Madhumita Murgia: Yes.
Fei-Fei Li: And as the chief scientist at Google, I realized this is a civilizational technology that’s going to impact every single human individual as well as sector of business. And if humanity is going to enter an AI era, what is the guiding framework so that we not only innovate, but we also bring benevolence through this powerful technology to everybody.
And that’s when I returned to Stanford as a professor to co-found the Human-Centered AI Institute and propose the Human-Centered AI framework so that we can keep humanity and human values in the center of this technology.
Madhumita Murgia: So developing but also looking at the impact and what’s next, which is where the rest of us come in.
# Yann LeCun on Self-Organizing Intelligence
Madhumita Murgia: Yann, do you want round us out here? What’s been your highlights?
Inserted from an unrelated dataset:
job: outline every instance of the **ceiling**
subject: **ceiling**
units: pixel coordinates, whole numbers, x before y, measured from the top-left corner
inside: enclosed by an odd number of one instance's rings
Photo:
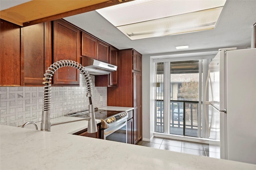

Yann LeCun: Yeah. I’ll probably go back a long time. I realized when I was an undergrad, I was fascinated by the question of AI and intelligence more generally and discovered that people in the ’50s and ’60s that worked on training machines instead of programming them, I was really fascinated by this idea, probably because I thought I was either too stupid or too lazy to actually build an intelligent machine from scratch, right?
So it’s better to let itself be train itself or self organize, and that’s the way intelligence in life builds itself. It’s self organized. So I thought this concept was really fascinating, and I couldn’t find anybody when I graduated from engineering. I was doing chip design, by the way. I to go to grad school. I couldn’t find anybody who was working on this but connected with some people who kind of were interested in this and discovered Jeff’s papers, for example.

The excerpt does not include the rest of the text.